The biggest determinant of lookup performance is the nature and number of key comparisons done by the AA implementation, and how directly accessible is the associated data.

Having a good key strategy is more important than which particular AA implementation.

Wrapping string keys in a class and caching the hash value can improve performance by removing the need for a full hash calculation for each lookup key. Having shorter string keys will help the complete key compare.

All AA implementations perform better under lower load ratios, which is a ratio of the number of nodes to the table size.

Under reasonable load ratios, of 0.5 to 2, the best performer was the hashtablist. It probably works better because for a large number of hash table hits, the first hash hit gets the actual record in the primary table. For AA implementations which store a pointer to the node in a table, at least one further memory lookup to a chain start is required (hashlist and hashtree). This implementation will probably never be used as a built-AA type because its entries may be relocated during change operations. The speed advantage is probably not enough to outwiegh this.

An open addressing implementation, hashptr, which avoids relocation issues by storing a pointer in the primary table, and used a linear congruential generated sequence, was no better than the single link list chaining for managing hash collisions, and has considerable primary table space wastage, because the load ratio must be always less than 1 (or 0.6 for reasonable performance avoiding long lookup sequences).

The builtin AA type for DPL is designed for coping gracefully with heavy load ratios, but the implementation used does not allow the user to specify the load ratio, nor does the default table size grow and rehash strategy ever achieve a greater load ratio than 3. Its resize automatically occurs when the number of nodes becomes equal to 4 times the primary table size. Consequently the overhead of the extra pointer for each node is never a great advantage, and closely equal performance would occur with a single linked list implementation used the same way. The results might be different if poor hash distribution keys were used.

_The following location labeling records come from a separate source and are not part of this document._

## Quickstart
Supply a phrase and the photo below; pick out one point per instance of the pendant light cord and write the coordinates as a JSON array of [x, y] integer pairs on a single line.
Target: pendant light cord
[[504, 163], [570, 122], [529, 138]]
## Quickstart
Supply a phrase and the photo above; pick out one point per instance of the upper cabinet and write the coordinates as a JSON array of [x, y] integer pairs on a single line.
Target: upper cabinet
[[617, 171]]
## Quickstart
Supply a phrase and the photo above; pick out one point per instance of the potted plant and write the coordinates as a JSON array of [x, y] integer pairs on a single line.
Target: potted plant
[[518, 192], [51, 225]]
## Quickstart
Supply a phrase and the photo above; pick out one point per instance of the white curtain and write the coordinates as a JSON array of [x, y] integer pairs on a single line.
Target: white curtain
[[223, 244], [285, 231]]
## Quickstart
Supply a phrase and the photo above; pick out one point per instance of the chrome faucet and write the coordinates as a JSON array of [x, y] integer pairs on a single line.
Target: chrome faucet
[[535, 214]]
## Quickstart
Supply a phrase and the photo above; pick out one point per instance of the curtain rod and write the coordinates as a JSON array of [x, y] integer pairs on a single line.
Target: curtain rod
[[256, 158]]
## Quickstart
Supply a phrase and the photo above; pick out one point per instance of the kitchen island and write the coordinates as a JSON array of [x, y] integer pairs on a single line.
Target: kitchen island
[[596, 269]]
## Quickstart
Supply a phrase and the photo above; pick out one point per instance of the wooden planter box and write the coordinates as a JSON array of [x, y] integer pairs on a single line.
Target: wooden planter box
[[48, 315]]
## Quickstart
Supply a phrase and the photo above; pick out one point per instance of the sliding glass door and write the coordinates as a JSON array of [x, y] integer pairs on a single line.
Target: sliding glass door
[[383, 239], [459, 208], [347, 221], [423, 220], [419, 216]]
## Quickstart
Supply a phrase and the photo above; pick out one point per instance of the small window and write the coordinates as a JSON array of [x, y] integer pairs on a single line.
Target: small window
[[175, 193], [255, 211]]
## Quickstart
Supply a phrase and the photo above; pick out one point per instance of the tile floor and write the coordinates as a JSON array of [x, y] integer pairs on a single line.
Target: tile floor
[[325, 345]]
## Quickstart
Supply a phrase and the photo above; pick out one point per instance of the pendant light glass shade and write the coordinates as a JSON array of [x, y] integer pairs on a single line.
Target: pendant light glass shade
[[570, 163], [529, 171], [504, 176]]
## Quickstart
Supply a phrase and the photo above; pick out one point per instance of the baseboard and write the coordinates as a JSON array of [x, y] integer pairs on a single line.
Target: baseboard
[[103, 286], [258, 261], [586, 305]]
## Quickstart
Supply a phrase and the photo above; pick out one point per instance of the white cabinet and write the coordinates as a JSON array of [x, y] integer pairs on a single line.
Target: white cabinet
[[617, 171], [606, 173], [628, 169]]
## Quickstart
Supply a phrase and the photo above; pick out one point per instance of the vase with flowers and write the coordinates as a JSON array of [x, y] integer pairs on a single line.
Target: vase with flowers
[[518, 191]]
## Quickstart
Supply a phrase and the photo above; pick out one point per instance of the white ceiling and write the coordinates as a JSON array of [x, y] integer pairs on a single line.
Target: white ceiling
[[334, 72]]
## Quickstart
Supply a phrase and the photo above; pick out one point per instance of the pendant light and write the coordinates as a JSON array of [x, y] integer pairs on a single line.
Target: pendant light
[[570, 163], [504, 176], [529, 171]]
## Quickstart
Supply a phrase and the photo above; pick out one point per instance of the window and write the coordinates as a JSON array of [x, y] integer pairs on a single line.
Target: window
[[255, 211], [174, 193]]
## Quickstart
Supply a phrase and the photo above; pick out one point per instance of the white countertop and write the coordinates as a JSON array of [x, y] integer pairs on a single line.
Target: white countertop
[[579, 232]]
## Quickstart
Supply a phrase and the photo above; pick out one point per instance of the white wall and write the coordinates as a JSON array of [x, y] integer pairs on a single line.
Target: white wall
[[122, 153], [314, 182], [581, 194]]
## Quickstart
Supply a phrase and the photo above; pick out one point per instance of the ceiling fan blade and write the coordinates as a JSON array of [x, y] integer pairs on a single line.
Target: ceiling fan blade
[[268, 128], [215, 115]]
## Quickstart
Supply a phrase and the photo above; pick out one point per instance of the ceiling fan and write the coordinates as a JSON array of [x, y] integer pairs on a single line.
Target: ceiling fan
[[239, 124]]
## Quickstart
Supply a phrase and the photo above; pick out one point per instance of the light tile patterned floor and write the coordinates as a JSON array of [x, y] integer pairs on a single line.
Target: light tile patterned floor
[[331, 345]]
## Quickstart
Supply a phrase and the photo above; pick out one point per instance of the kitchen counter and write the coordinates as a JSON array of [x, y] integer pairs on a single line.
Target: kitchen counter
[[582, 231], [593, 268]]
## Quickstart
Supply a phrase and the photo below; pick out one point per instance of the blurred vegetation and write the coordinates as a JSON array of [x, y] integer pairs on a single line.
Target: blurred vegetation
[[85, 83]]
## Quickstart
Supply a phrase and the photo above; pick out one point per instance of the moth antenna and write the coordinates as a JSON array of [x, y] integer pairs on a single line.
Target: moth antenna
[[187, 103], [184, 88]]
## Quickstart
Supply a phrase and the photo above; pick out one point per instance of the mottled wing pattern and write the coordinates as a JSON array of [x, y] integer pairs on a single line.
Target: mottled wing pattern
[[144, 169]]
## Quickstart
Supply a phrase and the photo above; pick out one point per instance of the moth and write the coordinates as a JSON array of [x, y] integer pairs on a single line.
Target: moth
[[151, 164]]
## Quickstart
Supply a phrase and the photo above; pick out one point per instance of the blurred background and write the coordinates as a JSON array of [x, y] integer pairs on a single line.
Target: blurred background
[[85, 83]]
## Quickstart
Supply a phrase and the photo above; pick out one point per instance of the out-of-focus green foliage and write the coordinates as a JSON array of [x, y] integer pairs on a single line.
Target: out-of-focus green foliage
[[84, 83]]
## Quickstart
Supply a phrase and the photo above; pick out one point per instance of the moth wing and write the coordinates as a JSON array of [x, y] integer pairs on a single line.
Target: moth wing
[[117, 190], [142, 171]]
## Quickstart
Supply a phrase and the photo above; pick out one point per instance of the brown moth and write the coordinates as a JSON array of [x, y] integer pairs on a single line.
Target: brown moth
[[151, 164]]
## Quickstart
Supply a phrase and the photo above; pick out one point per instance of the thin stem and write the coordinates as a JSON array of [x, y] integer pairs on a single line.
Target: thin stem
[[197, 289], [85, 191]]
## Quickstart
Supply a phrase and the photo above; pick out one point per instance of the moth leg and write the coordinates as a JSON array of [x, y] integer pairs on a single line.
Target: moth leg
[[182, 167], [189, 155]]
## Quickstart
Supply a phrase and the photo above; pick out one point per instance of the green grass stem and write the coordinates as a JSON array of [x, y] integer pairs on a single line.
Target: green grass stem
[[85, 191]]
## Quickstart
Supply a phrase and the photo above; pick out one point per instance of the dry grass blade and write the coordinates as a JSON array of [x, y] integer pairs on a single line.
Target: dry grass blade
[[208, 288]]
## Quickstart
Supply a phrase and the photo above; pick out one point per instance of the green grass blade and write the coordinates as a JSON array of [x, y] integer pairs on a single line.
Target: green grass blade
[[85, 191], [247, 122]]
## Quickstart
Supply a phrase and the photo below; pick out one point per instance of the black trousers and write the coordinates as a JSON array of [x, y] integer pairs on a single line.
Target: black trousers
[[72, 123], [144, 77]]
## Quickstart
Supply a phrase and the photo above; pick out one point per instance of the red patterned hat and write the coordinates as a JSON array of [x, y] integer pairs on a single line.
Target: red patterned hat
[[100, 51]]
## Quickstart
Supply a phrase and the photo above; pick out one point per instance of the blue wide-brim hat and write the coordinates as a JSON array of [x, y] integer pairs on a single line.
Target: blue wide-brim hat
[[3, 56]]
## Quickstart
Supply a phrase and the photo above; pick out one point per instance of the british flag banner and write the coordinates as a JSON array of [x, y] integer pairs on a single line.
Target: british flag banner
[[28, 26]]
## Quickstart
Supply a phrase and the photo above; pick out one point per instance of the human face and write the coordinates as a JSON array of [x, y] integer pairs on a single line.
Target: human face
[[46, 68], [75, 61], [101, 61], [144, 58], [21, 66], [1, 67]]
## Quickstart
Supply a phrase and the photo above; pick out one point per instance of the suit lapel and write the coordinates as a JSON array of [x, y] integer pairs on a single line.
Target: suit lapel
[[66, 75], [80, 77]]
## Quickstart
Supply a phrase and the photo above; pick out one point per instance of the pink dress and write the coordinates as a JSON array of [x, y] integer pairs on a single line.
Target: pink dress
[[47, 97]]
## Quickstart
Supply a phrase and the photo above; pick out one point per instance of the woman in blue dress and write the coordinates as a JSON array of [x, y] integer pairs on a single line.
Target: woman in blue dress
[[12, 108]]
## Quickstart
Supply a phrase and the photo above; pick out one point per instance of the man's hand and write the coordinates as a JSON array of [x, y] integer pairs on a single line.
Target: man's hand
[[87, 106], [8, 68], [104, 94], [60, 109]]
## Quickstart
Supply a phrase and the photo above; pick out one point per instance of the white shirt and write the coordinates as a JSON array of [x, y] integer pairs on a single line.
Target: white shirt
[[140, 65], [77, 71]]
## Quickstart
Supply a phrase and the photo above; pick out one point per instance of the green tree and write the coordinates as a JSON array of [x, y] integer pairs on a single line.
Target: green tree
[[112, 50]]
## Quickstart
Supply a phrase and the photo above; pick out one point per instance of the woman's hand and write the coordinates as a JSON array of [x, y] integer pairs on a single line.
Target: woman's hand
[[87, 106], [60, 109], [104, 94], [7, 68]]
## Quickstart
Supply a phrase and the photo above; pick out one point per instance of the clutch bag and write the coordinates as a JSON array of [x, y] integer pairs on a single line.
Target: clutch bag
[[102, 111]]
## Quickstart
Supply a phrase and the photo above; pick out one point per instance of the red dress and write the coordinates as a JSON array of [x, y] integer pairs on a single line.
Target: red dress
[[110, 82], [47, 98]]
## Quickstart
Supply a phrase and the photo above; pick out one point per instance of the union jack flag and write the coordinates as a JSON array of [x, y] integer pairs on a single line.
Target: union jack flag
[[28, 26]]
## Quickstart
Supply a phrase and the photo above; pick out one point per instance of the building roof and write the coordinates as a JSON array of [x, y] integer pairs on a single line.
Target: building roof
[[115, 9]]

The default string hash uses a character multiplier of 11. Experience with the WrapString class suggests a multiplier of 31 would be better (as used in Java).

The implementations tested here were given capacity and load management, plus a simple hash statistic distribution reporting function. Each one has a structure wrapper to aid the drop-in replacement for the DPL builtin AA, and so can improve flexibility. They all use the TypeInfo facility for templated key and value management.

The builtinAA whatever its underlying implementation, could be given more functionality and flexibility by adding to it .capacity, .loadRatio and .statistics properties, similar to that demonstrated with the test implementations.

A single linked list with these properties (not integrated into D compiler) has been uploaded to be the current version of dsource\projects\aa\trunk\druntime\aaA.d

The biggest determinant of performance is still key choice and management, followed by AA load management. Actual implementations should try to help the first two as much as possible.